Двери чуланчика хлопнули, и Ася в рваных тапочках снова появилась в комнате.
— Уже умылась. А до войны у нас была ванная, правда? Я помню, как купалась в ванне. Но я бы и теперь в ней поместилась, правда? А знаешь, там, где мы были, было такое большое деревянное корыто, а воду приходилось носить из реки. А когда был глубокий снег, к реке было ходить трудно, потому что сугробы, и мама растапливала снег, и я в нем купалась, и, знаешь, вода была не совсем прозрачная, но не потому, что грязная, а потому, что из снега, правда, мама? Ты, наверно, сейчас тоже пойдешь спать? Ведь ты простужен, правда? Но я тебя все-таки поцелую в лоб, я не заражусь, ты знаешь, я никогда не заражаюсь. И когда у нас там был тиф, так мама боялась, что я заражусь, а я не заразилась, а мама заразилась. Но мама потому, что помогала ходить за этими больными… Правда? Ну, я уж пойду, спокойной ночи.

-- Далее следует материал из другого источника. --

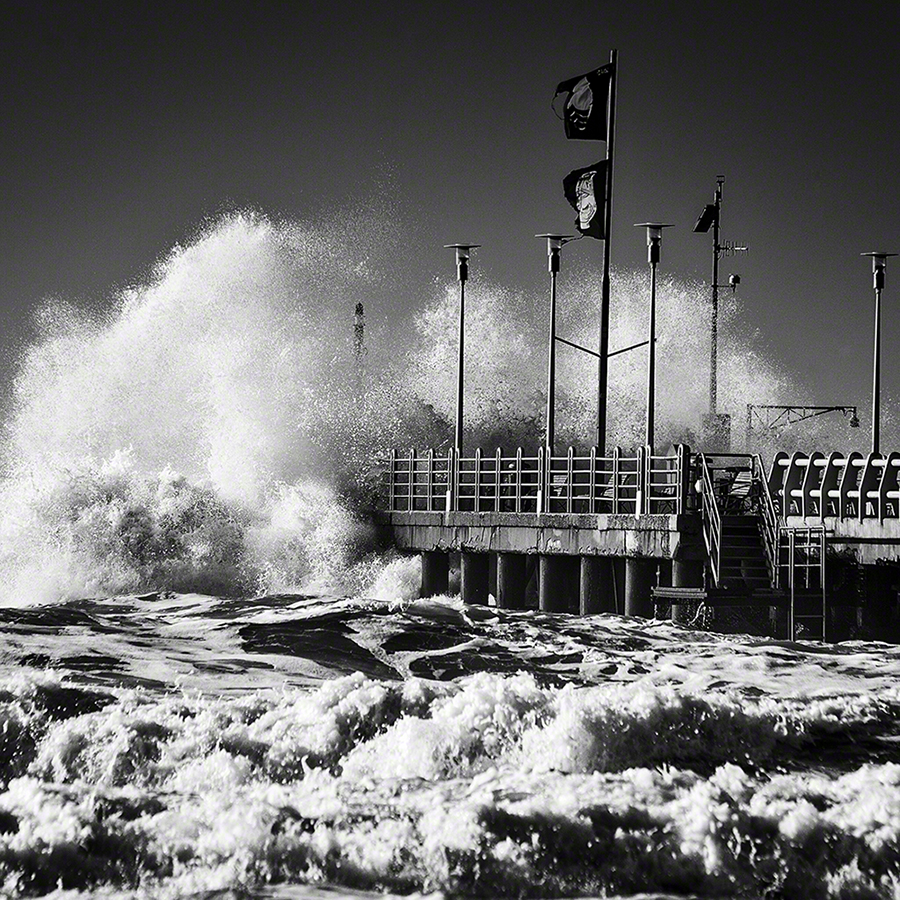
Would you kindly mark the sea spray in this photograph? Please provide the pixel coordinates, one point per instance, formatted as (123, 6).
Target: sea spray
(214, 430)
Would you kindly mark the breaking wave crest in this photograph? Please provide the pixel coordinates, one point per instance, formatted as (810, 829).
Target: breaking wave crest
(216, 429)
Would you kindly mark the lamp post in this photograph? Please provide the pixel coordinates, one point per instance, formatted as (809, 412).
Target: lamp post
(554, 245)
(879, 263)
(717, 427)
(654, 241)
(462, 274)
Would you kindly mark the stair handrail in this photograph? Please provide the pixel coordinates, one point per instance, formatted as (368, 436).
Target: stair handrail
(771, 523)
(712, 520)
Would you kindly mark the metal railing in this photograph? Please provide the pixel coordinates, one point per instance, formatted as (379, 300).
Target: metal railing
(770, 523)
(712, 519)
(802, 556)
(574, 483)
(843, 486)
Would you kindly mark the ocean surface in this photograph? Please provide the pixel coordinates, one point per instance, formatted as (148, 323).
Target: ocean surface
(200, 452)
(181, 745)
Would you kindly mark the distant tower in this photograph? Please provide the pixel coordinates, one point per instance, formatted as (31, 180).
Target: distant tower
(359, 333)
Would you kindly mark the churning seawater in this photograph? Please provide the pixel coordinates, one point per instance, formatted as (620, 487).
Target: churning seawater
(202, 459)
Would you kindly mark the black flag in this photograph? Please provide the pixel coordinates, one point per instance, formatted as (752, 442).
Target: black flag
(586, 190)
(584, 110)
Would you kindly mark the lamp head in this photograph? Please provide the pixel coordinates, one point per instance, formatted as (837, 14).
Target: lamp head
(654, 238)
(879, 258)
(554, 245)
(462, 258)
(879, 264)
(555, 241)
(707, 218)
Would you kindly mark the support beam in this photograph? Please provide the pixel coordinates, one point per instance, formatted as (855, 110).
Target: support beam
(598, 589)
(435, 573)
(557, 583)
(640, 577)
(511, 580)
(686, 573)
(474, 570)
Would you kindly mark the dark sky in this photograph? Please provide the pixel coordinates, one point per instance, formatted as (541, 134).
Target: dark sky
(127, 124)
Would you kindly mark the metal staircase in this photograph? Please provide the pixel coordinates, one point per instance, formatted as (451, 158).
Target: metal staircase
(801, 557)
(753, 557)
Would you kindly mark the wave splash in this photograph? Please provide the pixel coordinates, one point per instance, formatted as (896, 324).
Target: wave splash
(215, 430)
(424, 786)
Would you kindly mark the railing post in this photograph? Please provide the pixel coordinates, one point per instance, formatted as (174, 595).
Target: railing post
(518, 479)
(791, 578)
(392, 476)
(617, 452)
(684, 478)
(452, 473)
(542, 479)
(640, 502)
(478, 480)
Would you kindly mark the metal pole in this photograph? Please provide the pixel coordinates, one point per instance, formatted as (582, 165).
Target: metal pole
(462, 274)
(714, 332)
(603, 367)
(876, 369)
(879, 263)
(551, 362)
(459, 365)
(651, 364)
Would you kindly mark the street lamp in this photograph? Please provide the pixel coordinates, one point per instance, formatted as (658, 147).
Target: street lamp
(462, 274)
(717, 427)
(879, 264)
(654, 240)
(554, 245)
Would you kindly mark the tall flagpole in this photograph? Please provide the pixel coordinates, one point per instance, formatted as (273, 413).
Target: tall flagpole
(603, 374)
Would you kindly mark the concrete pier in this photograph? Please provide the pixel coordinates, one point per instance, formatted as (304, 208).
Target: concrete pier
(557, 584)
(435, 573)
(597, 585)
(511, 580)
(685, 573)
(474, 577)
(640, 578)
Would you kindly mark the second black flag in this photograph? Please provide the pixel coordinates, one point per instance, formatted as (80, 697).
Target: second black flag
(585, 189)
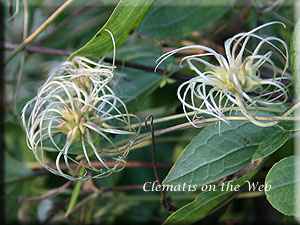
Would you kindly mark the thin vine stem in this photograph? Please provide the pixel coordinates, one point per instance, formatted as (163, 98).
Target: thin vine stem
(36, 33)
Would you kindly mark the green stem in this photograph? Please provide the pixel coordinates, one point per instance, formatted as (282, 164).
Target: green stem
(182, 115)
(29, 39)
(75, 193)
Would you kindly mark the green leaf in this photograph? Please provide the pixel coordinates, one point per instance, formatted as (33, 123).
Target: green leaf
(75, 194)
(285, 186)
(273, 141)
(210, 156)
(178, 18)
(205, 202)
(125, 18)
(15, 185)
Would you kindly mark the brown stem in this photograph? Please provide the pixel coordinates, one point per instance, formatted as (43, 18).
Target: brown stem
(166, 201)
(69, 19)
(51, 51)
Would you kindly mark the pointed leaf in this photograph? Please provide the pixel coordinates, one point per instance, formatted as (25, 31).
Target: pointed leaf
(210, 157)
(206, 202)
(285, 186)
(273, 141)
(125, 18)
(178, 18)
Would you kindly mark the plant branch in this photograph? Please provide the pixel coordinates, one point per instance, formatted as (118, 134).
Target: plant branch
(166, 202)
(51, 51)
(29, 39)
(69, 19)
(47, 195)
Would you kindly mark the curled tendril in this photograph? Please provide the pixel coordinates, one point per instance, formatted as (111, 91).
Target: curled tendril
(267, 5)
(75, 117)
(234, 80)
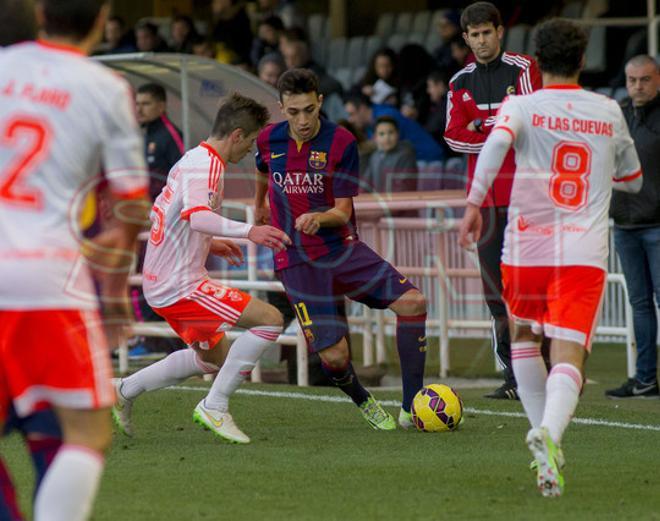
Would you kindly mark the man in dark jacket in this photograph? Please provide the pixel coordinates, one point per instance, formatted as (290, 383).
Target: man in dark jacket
(475, 94)
(163, 147)
(162, 140)
(637, 224)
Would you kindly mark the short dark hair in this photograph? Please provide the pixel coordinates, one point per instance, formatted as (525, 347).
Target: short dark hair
(298, 81)
(118, 20)
(147, 25)
(480, 13)
(642, 59)
(560, 46)
(72, 18)
(155, 90)
(358, 99)
(239, 111)
(271, 57)
(273, 21)
(388, 120)
(19, 22)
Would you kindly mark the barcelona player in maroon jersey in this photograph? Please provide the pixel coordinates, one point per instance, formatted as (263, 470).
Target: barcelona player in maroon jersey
(308, 167)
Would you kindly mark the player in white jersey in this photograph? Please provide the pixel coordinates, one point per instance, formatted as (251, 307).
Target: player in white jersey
(572, 147)
(185, 226)
(62, 119)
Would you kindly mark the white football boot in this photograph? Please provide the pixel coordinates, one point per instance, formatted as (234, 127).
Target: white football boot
(121, 410)
(219, 423)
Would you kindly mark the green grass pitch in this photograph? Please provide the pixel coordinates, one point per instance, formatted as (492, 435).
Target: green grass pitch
(319, 460)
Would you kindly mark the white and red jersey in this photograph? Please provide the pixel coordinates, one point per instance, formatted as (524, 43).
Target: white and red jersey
(570, 146)
(63, 118)
(176, 254)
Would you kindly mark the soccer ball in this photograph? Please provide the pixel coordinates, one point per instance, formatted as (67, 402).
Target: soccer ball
(437, 408)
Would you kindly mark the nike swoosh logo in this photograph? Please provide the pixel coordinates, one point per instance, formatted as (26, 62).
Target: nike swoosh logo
(213, 420)
(641, 390)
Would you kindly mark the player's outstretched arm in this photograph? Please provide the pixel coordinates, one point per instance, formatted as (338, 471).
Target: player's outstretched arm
(338, 215)
(228, 250)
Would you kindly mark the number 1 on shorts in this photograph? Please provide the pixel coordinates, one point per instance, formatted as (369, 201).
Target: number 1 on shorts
(303, 316)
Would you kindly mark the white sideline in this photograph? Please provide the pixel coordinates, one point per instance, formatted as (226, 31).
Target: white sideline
(394, 403)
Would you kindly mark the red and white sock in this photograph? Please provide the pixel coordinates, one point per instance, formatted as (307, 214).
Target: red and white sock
(174, 368)
(69, 487)
(531, 374)
(242, 357)
(562, 394)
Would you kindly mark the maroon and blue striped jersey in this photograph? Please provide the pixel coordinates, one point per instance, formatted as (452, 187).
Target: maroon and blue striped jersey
(307, 177)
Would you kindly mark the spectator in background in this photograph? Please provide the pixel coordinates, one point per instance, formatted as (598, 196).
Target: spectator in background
(148, 39)
(117, 39)
(270, 68)
(380, 81)
(449, 27)
(231, 31)
(363, 114)
(437, 87)
(296, 53)
(366, 146)
(637, 225)
(184, 34)
(267, 40)
(415, 64)
(162, 140)
(392, 167)
(204, 47)
(285, 10)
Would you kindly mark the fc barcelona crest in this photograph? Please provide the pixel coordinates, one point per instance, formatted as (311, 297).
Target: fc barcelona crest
(318, 160)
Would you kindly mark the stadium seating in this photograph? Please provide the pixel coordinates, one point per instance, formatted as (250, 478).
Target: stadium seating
(337, 53)
(385, 25)
(355, 55)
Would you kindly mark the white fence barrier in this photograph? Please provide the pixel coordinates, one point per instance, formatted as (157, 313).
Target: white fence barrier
(426, 251)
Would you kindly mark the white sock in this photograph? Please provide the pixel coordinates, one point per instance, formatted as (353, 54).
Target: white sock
(562, 394)
(242, 357)
(69, 486)
(531, 375)
(171, 370)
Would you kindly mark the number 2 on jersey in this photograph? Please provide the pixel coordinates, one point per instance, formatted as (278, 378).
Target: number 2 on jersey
(571, 166)
(31, 138)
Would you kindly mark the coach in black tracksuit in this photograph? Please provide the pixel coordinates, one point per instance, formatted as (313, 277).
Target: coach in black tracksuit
(475, 94)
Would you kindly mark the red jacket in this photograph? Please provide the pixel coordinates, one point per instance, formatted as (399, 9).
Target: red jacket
(476, 92)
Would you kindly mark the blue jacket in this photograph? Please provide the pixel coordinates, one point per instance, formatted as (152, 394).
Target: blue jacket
(426, 148)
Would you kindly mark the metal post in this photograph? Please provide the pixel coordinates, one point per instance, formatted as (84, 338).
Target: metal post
(185, 105)
(123, 357)
(301, 358)
(442, 296)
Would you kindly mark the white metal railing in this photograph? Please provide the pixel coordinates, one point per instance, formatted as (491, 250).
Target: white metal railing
(428, 254)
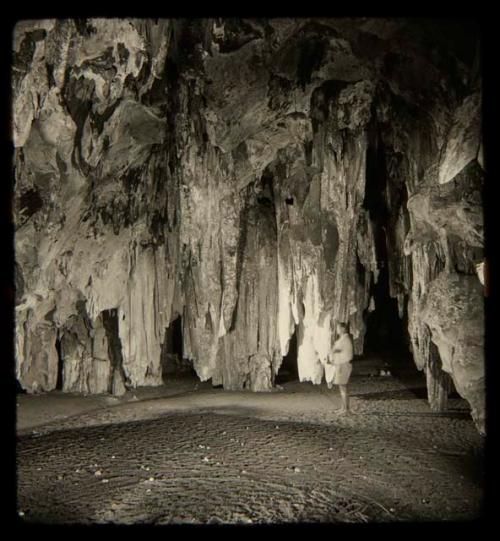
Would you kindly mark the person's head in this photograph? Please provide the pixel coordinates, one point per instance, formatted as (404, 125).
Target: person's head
(341, 328)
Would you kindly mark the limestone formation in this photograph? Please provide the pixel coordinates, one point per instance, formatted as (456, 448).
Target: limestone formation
(240, 173)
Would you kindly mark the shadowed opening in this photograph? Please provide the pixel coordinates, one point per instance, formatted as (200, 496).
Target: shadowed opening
(288, 370)
(172, 358)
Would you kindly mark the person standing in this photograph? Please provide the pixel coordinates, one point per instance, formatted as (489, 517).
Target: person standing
(341, 358)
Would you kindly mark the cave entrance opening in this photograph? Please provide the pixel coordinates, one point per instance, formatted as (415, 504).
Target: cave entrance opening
(289, 370)
(173, 362)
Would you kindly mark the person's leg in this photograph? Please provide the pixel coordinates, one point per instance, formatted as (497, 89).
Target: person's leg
(345, 398)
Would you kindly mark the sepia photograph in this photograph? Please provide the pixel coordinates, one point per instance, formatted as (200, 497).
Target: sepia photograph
(250, 270)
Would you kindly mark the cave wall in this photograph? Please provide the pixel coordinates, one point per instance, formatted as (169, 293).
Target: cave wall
(217, 169)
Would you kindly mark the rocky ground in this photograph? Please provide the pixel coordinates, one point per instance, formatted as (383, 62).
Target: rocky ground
(189, 453)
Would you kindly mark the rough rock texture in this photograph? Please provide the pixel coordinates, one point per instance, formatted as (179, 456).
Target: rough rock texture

Алексей ощутил на щеке влажные теплые губы и почувствовал особый молочно-цветочный запах, каким пахнут дети. На миг в нем снова ожило то чувство — мелодия скрипки, чистый, звенящий, крылатый, воздушный тон, отзывающийся в душе сладостной трелью. Ему захотелось заплакать. Над Асей, над собой, над всем…
Он почувствовал себя одиноким и покинутым. Какой дьявол сидит в этой женщине, в этой Людмиле? Что она думает, вот хоть и сейчас, с нахмуренным лбом перемывая после ужина стаканы и тарелки? Чего бы он не дал за то, чтобы узнать, о чем она думает, — и он почувствовал себя глубоко обиженным тем, что если даже она и думает о нем, то это вряд ли добрые мысли.
IX[1]
— Ася, хочешь посмотреть что-то интересное?
Девочка неуверенно остановилась на лестнице. Вова сдвинул кепку набекрень.
— Говорю тебе, не пожалеешь.
— А где?
— Здесь же, близенько. Надо только взобраться на чердак.
— Там ведь закрыто.
— О-ва! — свистнул сквозь зубы Вова. — Закрыто — тоже мне… Я покажу тебе, как открывается.
— А что там?
— Сама увидишь. Кому-нибудь другому я бы не показал, но тебе покажу.
Ася колебалась, но соблазн был сильнее, чем неприязнь к Вовке.
— А не обманываешь, правду что-то покажешь?
— Какая ты! Ведь если я говорю… Пойдем, пойдем, не бойся.
— Я не боюсь, только…
— Эх, не то раздумаю, а потом жалеть будешь.
Девочка пошла за ним, вертя кончик косички. У Вовки на ногах вместо ботинок были слишком большие калоши, подвязанные шпагатом, и, ступая, он смешно подбрасывал ногу, словно это обувь влекла его вперед, а не он переставлял ноги куда хотел.
— Вот смотри.
Он достал из кармана согнутый гвоздь, и замок на заржавленной скобе сразу же отскочил.
— Задаст тебе дворничиха, когда увидит.
— Не увидит. Ты ведь ей не скажешь, ты же не доносчица?
Оскорбленная Ася пожала плечами.
— А впрочем, даже если и скажешь, мне все равно. Я не боюсь дворничихи.